- Designing a successful smart building product requires striking the right balance: The design must have the longevity it needs to justify a product development investment but not last so long that it is no longer cost effective to maintain.
- Designing a device for service longevity means future proofing the device with extra processing and sensor capabilities while creating a secure design that gives it no more power, memory, or storage capacity than it needs to get its job done.
“When it comes to choosing processors, there are benefits to taking the road most traveled.”
For David Barker, director of Product Management and Saas Security at PTC, one of the greatest challenges in designing a smart building product is striking the right balance: The design must have the longevity it needs to justify a product development investment but not last so long that it is no longer cost-effective to maintain. This balance involves many tradeoffs in decisions related to component selection, sensor selection, and even approaches to device security.
For example, when selecting a processor for their device, designers must choose one capable of supporting the data and processing loads required of that device. But there are other things to consider. If a silicon manufacturer rolls out a new microprocessor that has all the desired functionality plus some exciting new innovations, there’s a risk in being an early adopter of that innovative technology. If the device is going into a building that requires a long life cycle, taking that risk may not be the right decision. “You have to ask yourself what it would cost you to deploy a thousand of those things, and then have to go replace them all,” says Barker.

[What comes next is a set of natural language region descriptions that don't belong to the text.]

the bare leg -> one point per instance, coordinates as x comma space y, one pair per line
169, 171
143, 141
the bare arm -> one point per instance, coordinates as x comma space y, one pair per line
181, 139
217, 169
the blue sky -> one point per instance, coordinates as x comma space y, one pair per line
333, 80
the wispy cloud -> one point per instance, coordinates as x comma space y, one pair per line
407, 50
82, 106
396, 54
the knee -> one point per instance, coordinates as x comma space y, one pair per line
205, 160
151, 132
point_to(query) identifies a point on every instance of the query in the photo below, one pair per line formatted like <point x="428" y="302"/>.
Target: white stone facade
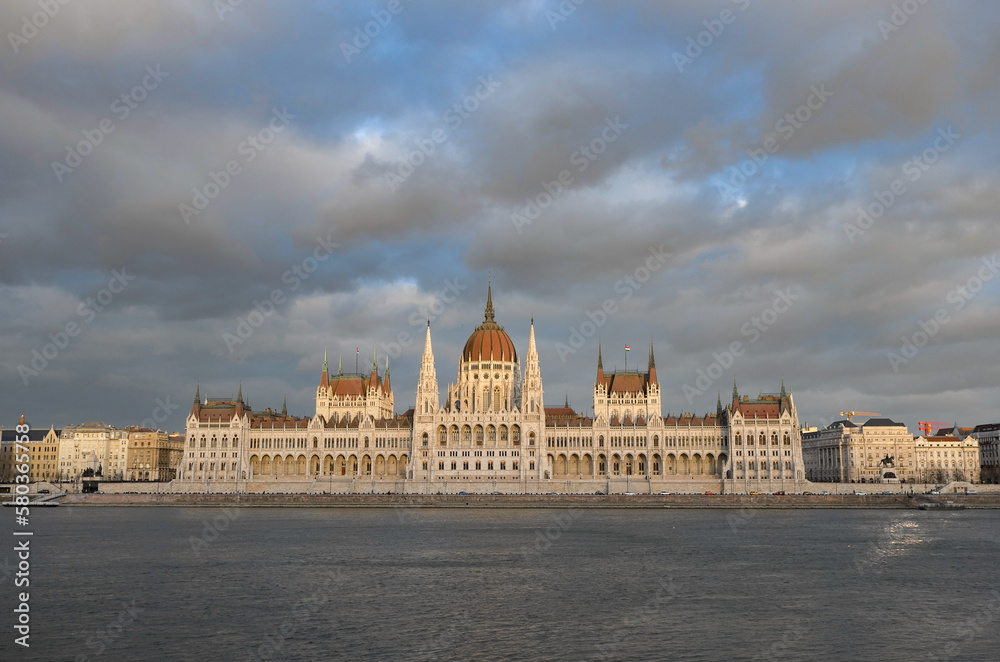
<point x="492" y="433"/>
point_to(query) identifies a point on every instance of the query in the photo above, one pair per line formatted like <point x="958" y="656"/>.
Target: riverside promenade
<point x="647" y="501"/>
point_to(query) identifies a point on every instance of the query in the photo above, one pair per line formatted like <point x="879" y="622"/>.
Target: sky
<point x="217" y="193"/>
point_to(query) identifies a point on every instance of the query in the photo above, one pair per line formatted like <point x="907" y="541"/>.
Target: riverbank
<point x="648" y="501"/>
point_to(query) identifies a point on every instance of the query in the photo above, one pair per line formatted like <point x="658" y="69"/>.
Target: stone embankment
<point x="681" y="501"/>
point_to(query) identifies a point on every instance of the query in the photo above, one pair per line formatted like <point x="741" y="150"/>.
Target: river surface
<point x="307" y="584"/>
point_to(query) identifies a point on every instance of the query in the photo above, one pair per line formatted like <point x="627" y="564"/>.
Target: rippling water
<point x="452" y="584"/>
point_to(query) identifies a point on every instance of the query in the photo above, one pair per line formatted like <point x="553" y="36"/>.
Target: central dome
<point x="489" y="341"/>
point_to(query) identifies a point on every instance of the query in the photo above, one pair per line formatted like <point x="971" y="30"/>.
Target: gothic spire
<point x="600" y="365"/>
<point x="489" y="303"/>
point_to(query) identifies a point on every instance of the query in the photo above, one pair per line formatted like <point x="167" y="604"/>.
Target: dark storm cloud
<point x="665" y="182"/>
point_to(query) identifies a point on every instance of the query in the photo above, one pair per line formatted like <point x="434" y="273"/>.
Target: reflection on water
<point x="454" y="584"/>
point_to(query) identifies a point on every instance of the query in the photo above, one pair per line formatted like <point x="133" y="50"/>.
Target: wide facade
<point x="491" y="433"/>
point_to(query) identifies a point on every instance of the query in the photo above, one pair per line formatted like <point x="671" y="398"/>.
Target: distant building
<point x="152" y="455"/>
<point x="845" y="452"/>
<point x="988" y="436"/>
<point x="43" y="453"/>
<point x="93" y="445"/>
<point x="941" y="459"/>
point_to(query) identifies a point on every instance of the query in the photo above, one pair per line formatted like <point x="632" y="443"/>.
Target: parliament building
<point x="491" y="434"/>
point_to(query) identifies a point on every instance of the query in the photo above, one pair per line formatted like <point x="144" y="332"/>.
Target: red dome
<point x="489" y="341"/>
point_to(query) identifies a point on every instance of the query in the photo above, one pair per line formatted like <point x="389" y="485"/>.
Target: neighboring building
<point x="43" y="452"/>
<point x="491" y="433"/>
<point x="947" y="458"/>
<point x="93" y="445"/>
<point x="152" y="455"/>
<point x="845" y="452"/>
<point x="988" y="436"/>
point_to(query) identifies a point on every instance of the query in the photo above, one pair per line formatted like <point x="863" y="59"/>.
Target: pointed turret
<point x="652" y="364"/>
<point x="427" y="393"/>
<point x="325" y="378"/>
<point x="600" y="365"/>
<point x="531" y="391"/>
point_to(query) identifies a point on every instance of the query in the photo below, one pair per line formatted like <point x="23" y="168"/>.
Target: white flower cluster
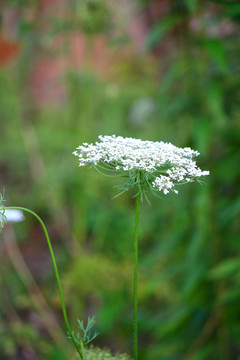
<point x="161" y="165"/>
<point x="10" y="215"/>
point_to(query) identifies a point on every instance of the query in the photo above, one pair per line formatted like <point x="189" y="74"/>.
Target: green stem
<point x="135" y="281"/>
<point x="56" y="273"/>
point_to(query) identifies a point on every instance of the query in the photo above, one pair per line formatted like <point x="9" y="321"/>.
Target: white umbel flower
<point x="151" y="165"/>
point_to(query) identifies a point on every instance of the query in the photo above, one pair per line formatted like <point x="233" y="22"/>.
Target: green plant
<point x="148" y="167"/>
<point x="83" y="337"/>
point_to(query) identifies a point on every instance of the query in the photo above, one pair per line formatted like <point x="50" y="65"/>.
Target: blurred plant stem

“When it comes to choosing processors, there are benefits to taking the road most traveled,” Barker says. “You’re going to get the best overall support. You’ve got a mature component. A mainstream processor will have a whole ecosystem built around it. You can get to market faster by using open source code and modules that others have built because you won’t have to build everything from scratch.” The tradeoff is that you may not be able to take advantage of the most cutting-edge technologies present in innovative new components, such as lower power consumption or more horsepower in the device, for less money. Barker notes, “For a manufacturer, it means having something that’s proven and stable versus something that’s perhaps edgier and cooler.”